September-October 2011
A Guided Tour of Graphics in R

Contents

Install packages (if needed)

"

 install.packages(c('car','Hmisc','rgl')) 
 download.file("http://blackwell.math.yorku.ca/R/spida.zip", "spida.zip")
 download.file("http://blackwell.math.yorku.ca/R/p3d.zip", "p3d.zip")
 install.packages("spida.zip", repos = NULL)
 install.packages("p3d.zip", repos = NULL)

"

Load packages

"

   library(car)
   library(spida)
   library(p3d)

"

Overview

R (previously S and S-Plus) have evolved through a number of stages. Each stage sees new layers. This is particularly true in graphics.

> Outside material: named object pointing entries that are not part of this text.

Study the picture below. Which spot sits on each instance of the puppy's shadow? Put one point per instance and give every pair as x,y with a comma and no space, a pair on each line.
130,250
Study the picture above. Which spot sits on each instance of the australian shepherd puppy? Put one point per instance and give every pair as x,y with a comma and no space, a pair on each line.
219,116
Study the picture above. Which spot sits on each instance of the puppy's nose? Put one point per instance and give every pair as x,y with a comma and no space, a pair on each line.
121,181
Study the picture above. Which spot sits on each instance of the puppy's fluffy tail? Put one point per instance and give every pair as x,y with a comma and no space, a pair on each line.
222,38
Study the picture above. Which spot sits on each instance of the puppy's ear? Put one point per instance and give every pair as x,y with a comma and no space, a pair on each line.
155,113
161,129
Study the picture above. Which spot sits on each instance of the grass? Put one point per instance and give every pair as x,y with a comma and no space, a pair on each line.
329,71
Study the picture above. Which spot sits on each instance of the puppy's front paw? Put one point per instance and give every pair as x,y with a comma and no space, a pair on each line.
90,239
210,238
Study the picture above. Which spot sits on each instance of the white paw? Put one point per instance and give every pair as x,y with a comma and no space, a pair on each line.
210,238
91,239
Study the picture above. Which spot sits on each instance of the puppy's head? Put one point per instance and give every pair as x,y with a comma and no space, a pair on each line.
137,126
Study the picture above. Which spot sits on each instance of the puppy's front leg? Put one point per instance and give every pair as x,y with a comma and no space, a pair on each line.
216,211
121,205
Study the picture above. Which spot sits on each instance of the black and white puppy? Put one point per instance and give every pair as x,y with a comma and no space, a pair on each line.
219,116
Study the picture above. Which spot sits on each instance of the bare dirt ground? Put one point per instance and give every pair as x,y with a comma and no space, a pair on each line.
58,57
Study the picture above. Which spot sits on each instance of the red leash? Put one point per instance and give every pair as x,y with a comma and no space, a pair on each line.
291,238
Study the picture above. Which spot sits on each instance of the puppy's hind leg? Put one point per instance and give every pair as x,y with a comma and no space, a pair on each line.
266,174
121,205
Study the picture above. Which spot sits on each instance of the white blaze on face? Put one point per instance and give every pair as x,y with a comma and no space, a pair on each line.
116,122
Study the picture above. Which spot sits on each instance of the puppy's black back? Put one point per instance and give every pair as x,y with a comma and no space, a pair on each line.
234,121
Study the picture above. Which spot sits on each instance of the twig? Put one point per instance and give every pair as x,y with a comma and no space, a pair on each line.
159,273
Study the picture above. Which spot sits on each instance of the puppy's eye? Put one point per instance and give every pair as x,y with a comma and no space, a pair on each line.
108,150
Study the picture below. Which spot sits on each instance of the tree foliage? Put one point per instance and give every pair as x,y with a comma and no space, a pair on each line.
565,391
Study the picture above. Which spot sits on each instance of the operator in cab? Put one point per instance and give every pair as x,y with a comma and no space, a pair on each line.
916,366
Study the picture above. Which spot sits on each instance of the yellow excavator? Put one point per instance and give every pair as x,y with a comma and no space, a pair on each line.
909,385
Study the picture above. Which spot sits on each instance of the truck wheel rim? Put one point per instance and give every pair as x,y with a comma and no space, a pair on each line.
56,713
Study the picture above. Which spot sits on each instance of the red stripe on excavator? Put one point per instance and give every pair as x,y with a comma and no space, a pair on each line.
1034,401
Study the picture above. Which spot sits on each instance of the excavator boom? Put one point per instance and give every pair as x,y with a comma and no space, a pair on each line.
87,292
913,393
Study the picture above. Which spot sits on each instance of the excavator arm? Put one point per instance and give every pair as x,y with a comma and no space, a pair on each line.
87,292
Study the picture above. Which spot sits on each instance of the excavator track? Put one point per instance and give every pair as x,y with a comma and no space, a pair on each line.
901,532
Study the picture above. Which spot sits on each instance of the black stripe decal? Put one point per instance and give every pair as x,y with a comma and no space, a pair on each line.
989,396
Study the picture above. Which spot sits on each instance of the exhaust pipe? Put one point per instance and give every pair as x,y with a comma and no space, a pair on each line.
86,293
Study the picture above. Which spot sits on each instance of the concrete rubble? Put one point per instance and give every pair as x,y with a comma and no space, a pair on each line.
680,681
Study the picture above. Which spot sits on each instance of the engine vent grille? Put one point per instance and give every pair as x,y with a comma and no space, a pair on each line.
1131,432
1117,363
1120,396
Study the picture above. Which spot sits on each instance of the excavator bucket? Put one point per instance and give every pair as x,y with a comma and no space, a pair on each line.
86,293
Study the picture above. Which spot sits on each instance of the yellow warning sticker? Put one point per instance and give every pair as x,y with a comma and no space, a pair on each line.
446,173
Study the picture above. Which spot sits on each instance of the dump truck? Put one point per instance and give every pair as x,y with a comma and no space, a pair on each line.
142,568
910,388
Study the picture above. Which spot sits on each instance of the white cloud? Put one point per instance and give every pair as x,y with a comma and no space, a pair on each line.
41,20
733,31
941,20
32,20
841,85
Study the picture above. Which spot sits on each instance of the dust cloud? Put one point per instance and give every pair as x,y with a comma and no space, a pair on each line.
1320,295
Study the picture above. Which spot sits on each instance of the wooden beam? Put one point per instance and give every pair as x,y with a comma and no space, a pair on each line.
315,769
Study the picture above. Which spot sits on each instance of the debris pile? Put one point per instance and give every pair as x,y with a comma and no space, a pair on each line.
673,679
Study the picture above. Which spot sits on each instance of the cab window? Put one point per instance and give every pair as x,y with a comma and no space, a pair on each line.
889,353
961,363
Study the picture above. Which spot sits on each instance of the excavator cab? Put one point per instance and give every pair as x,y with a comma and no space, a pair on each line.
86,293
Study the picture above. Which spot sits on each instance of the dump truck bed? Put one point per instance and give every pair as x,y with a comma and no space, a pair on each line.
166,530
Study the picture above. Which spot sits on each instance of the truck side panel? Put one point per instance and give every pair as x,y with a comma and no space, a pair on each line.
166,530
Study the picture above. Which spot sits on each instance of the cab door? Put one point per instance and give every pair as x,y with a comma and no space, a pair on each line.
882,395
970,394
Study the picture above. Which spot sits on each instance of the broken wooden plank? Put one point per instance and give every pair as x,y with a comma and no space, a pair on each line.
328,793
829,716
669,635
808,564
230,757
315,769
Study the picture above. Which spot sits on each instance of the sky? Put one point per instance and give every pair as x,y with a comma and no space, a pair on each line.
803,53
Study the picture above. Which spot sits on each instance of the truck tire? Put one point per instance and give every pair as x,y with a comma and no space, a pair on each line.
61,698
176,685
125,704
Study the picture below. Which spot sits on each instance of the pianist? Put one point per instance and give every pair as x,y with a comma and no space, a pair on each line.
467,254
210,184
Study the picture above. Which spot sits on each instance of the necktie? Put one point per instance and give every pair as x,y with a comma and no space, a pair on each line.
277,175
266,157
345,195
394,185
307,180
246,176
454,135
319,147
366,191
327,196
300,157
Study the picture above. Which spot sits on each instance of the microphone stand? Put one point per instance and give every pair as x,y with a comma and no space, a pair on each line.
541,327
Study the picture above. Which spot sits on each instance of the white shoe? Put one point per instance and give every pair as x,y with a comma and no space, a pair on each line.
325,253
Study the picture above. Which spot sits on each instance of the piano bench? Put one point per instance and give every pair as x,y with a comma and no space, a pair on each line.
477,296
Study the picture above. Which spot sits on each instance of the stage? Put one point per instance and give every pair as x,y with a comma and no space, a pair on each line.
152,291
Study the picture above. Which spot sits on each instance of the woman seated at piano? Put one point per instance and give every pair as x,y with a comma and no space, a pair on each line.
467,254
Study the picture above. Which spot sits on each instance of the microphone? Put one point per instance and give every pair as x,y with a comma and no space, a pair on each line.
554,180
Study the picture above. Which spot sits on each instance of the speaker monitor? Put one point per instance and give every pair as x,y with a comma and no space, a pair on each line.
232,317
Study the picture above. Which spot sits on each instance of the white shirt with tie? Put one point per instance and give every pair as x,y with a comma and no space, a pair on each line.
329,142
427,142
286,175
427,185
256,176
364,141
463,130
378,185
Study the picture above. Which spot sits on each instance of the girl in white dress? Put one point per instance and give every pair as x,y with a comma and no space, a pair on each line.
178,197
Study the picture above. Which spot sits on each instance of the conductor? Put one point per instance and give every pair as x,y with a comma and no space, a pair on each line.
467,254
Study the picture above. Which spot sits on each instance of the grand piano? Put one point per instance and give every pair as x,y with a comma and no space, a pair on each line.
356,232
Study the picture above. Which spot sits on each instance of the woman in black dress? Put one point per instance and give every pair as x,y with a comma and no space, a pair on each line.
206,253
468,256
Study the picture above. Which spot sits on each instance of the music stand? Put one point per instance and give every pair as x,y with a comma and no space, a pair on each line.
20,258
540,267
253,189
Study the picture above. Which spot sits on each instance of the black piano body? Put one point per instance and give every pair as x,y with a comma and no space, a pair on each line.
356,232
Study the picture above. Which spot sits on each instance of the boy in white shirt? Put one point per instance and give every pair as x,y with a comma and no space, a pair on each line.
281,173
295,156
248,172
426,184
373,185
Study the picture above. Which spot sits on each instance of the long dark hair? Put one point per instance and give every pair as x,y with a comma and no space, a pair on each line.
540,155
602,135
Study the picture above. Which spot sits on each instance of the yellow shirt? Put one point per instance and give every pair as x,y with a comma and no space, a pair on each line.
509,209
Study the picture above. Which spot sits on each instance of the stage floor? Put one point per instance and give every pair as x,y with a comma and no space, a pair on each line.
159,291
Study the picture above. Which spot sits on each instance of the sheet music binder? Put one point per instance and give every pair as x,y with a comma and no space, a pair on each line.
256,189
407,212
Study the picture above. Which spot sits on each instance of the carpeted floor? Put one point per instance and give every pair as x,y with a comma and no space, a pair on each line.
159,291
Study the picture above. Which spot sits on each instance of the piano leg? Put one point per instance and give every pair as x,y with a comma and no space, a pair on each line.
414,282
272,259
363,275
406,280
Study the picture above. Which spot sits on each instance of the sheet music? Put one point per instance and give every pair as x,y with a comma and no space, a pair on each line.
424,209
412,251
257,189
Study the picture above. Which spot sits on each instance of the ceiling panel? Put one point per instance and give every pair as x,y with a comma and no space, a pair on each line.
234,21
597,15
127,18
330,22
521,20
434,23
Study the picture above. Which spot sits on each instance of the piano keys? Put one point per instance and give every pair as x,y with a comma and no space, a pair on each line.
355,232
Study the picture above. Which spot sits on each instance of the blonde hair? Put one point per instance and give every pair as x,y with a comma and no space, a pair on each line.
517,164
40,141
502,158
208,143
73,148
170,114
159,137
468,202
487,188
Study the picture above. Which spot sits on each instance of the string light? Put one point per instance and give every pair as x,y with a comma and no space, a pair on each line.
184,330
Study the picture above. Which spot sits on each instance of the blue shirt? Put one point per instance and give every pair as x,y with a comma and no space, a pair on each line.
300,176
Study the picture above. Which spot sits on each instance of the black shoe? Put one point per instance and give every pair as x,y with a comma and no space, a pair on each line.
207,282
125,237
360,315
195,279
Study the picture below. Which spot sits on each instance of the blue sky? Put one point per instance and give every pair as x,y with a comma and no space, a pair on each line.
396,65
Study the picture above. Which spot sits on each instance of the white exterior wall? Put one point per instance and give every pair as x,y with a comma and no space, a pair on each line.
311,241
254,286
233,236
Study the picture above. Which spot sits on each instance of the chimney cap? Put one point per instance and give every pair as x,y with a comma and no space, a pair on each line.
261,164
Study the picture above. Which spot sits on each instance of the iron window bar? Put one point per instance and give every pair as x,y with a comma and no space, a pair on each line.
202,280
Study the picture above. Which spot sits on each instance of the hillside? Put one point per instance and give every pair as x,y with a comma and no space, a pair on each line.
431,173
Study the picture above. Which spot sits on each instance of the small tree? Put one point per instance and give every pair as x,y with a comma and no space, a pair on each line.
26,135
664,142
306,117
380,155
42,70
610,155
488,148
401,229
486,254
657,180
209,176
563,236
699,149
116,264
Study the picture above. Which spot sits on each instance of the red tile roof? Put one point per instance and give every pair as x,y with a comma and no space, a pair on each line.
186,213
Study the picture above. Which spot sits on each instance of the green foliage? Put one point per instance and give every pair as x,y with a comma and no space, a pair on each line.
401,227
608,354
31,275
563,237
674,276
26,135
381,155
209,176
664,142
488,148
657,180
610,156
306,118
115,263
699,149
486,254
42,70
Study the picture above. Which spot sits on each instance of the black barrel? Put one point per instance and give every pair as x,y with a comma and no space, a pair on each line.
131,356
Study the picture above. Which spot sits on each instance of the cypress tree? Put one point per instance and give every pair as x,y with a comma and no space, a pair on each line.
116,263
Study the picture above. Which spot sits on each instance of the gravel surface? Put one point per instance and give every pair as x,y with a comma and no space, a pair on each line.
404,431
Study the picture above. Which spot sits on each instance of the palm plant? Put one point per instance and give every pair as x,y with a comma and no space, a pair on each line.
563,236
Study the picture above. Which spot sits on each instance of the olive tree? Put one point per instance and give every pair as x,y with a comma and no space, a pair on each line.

  1. Classic (traditional) graphics
    • Intuitive, easy to use, easy to build a a graph in separate steps
    • Recently improved to incorporate fairly consistent formula interface
  2. Lattice (=Trellis in S) graphics
    • Developed in 2nd decade to handle 'conditional' plotting
    • Excellent exploratory tools
    • Harder to control and to add to graph
    • Includes static 3d
  3. rgl (r graphics language built on 'Open GL')
    • 3d rotation and limited interaction
    • rgl is used with p3d interface to visualize models
  4. ggplot2 -- based on Grammar of Graphics by Leland Wilkinson

Strength of R graphics:

  • Very easy to use for exploration and diagnostics while working
  • Can turn into presentation/publication quality graphics

In this tour, we focus on the first two: traditional and lattice and see a bit of p3d using rgl. "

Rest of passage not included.